After the “Riviresa operation” by the Sri Lankan security forces (1996), the then newly captured Jaffna peninsula came under the control of Brigadier Sri Lal Weerasuriya (later he became the head of the Sri Lankan army). Under his command, the Jaffna peninsula was divided into two regions. Brigadiers, Janaka Perera and Karunatilake functioned as commanding officers of these two regions. Brigadier Janka Perera was in charge of the area where nearly thousand Tamil civilians disappeared (Amnesty International confirmed 600 of these), many of whom are believed to be buried in mass graves in an area called Chemmani. According to witnesses, these murders were committed in different army camps in the vicinity and the bodies brought in trucks to be buried in Chemmani. It is obvious that such large numbers could not have been killed and buried without the knowledge and approval of the commanding officer. The six soldiers accused and sentenced to death for the rape and murder of the Tamil schoolgirl Krishanthy Kumarasamy, murder of her mother, brother and their neighbor whose bodies were recovered at Chemmani in shallow graves only revealed in courts the existence of Chemmani Mass Graves. They also claimed that they were only carrying out orders of their commanders. Again no action was taken against the then Brigadier Perera, instead he was rewarded with a promotion to the position of Deputy Chief of Staff of the Sri Lankan army and later retired this year after serving as the Chief of Staff.

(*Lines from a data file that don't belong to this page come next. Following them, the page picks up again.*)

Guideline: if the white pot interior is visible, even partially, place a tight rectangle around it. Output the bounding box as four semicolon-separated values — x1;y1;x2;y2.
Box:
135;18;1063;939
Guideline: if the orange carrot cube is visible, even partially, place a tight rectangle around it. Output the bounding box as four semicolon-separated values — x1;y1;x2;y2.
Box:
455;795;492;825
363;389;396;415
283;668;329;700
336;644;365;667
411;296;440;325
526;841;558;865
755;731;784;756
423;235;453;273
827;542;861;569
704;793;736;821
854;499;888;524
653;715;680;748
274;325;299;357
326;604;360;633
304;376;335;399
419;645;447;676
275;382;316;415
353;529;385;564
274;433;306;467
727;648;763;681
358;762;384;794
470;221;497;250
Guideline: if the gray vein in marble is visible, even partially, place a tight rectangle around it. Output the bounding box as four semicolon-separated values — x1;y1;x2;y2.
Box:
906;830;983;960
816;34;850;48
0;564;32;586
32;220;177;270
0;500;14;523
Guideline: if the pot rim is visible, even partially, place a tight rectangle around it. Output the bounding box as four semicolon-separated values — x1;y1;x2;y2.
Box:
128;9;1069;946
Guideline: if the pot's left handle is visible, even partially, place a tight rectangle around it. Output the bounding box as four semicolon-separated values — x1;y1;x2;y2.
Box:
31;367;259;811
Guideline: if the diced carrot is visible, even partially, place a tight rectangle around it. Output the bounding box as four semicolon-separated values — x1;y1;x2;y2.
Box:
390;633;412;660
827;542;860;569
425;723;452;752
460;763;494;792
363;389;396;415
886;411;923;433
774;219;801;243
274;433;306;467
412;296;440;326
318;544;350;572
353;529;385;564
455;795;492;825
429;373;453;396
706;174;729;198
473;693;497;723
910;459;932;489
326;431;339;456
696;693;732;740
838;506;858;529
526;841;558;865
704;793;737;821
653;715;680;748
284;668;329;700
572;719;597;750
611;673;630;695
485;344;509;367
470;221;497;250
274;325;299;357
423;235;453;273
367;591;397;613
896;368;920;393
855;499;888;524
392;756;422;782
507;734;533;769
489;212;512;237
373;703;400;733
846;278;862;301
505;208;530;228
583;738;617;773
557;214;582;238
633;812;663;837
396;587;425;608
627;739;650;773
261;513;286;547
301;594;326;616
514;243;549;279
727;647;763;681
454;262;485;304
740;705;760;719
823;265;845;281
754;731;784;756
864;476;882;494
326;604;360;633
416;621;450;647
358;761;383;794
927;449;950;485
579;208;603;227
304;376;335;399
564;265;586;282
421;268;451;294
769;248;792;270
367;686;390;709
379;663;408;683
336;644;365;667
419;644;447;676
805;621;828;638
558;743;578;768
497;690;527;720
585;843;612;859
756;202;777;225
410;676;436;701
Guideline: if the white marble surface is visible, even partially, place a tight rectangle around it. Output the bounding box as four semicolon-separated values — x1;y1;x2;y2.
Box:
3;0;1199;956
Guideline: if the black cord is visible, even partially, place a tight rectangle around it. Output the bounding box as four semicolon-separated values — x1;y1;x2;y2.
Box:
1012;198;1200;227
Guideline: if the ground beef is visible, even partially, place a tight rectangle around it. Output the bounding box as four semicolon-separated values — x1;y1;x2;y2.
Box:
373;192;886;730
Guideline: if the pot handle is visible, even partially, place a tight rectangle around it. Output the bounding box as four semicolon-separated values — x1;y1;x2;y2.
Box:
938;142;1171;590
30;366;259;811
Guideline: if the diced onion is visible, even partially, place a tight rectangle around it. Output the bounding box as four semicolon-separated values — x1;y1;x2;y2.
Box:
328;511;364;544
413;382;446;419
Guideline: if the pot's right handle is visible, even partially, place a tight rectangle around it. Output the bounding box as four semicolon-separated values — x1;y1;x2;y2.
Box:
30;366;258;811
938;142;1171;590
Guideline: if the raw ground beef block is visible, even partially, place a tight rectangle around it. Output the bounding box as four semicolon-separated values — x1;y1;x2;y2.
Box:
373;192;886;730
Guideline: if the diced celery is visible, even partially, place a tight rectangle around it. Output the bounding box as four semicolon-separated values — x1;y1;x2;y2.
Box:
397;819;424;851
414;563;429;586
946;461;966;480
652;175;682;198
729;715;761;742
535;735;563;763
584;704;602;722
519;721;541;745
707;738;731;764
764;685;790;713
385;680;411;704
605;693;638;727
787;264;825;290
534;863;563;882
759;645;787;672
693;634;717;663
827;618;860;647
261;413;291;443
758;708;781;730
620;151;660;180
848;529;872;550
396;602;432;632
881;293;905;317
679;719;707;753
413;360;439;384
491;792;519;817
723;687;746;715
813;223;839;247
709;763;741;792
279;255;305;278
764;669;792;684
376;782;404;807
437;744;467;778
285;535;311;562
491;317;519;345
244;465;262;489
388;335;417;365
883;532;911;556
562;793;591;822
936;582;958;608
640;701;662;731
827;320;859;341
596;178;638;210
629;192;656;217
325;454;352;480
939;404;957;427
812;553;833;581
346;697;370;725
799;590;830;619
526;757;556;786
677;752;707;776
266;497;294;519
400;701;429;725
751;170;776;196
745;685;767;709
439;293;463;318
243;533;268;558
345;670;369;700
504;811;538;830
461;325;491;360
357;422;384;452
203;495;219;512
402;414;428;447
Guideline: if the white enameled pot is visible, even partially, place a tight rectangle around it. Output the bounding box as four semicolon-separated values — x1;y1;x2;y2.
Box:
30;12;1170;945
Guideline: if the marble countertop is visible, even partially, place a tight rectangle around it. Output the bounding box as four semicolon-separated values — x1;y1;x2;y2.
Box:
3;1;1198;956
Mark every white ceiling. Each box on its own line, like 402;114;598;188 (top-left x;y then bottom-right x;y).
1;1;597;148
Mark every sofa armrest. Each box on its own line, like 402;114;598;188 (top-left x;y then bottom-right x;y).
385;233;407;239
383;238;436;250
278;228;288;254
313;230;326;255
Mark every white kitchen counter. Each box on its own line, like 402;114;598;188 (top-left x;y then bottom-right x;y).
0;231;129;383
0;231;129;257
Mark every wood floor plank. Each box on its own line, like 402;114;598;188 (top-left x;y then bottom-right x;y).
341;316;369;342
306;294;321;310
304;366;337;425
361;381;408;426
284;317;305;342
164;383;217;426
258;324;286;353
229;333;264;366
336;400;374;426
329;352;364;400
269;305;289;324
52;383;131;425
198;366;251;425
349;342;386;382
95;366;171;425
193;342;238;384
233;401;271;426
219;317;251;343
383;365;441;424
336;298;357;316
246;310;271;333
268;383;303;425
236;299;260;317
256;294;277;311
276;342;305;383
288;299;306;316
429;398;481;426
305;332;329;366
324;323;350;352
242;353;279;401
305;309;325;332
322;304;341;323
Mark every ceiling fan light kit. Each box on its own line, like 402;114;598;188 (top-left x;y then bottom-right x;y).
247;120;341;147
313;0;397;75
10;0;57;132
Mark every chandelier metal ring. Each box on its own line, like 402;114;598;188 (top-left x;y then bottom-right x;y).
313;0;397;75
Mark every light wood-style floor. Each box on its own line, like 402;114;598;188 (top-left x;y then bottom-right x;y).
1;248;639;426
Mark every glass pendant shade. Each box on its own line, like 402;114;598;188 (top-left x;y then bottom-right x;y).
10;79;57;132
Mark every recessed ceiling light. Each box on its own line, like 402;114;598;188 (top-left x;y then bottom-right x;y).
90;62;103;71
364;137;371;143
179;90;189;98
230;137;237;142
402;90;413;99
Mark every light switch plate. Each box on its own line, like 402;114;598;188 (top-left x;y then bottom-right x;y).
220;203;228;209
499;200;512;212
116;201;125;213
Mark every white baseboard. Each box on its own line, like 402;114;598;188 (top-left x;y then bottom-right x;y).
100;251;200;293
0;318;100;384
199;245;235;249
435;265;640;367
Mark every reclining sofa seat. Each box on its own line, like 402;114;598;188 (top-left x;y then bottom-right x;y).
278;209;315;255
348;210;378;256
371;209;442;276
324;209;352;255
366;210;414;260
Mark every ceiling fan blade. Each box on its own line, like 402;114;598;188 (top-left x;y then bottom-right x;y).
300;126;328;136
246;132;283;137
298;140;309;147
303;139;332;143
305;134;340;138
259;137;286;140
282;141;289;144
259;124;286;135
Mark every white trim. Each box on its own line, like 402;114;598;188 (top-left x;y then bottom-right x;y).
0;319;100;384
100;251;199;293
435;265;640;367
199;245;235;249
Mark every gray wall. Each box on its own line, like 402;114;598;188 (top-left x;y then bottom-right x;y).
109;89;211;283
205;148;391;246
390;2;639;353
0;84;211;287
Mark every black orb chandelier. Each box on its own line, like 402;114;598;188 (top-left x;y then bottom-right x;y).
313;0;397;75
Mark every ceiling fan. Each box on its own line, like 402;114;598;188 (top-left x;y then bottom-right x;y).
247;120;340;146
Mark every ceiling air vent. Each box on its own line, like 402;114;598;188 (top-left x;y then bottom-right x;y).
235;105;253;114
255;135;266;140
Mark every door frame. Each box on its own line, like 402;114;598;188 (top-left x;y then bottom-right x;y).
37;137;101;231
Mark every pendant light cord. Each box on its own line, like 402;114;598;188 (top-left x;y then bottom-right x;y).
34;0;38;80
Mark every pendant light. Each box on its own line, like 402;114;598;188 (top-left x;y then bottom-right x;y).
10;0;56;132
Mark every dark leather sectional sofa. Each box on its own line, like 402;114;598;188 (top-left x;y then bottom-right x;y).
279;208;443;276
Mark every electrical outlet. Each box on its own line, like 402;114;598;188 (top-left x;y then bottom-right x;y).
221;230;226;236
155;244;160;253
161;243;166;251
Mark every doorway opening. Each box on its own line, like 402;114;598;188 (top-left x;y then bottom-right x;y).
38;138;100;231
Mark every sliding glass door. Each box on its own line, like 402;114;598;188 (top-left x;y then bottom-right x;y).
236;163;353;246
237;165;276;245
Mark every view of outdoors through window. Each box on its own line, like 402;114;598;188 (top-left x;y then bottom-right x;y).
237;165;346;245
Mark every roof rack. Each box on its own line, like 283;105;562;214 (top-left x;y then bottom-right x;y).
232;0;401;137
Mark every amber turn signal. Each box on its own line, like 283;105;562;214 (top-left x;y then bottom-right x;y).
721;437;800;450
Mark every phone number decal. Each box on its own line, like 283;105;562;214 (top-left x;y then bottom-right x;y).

In the mid-1980s, when he was stationed in the Manal Aru area in the Tamil homelands, Perera is credited with the wholesale uprooting of Tamil villages and with mass murder to facilitate Sinhalese settlements. In this ethnic cleansing exercise, thousands of Tamil Homes were bulldozed and hundreds of villagers were massacred to make the rest flee in fear. Major General Perera is also an egomaniac, who even had a Tamil village in this area renamed after him (the village “Mankindimalai” became “Janaka Pura” - meaning Janaka Place).

Major General Janaka Perera is a war criminal and his criminal activities span over 2 decades. While the Tamil Diaspora is gathering relevant information to indict him for his war crime activities, the Sri Lankan government is trying to hide him in Canberra under diplomatic immunity. With a possible peaceful resolution to the conflict in sight, particularly with the involvement of the international community (with an international monitoring committee already proposed to be present in Sri Lanka), Sri Lankan government will be forced to hide more Generals in their diplomatic missions overseas, using the diplomatic immunity.

The way Australia dealt with Kalejs’s case and the lack of strong Laws to deal with such cases in Australia might have prompted Sri Lanka to conduct their first experiment in Australia, using Major General Perera as the Guinea pig.

Will the Sri Lankan government succeed in this experimentation?

Major General Perera is not an Australian citizen, for the Australian government to go out of the way to help him to stay in this country. Australian government has already recognised that people in Sri Lanka were affected by the actions of people like Major General Perera, by creating a Special Assistant Category visa (215) for the affected people to migrate to Australia. There are many people, from both Tamil and Sinhalese communities, now living in Australia who were affected by the brutal activities of Major General Perera. These people will join forces to press the Australian government not to accept his appointment as the Sri Lankan Ambassador that is being proposed by the Sri Lankan government. All the fair-minded Australians would expect the government in Canberra to avoid getting bogged down in another unnecessary, long drawn out, legal battle by rejecting this appointment. However, only time will tell whether the Australian Foreign Minister and his government will make the move in the correct direction as these many Australians wish.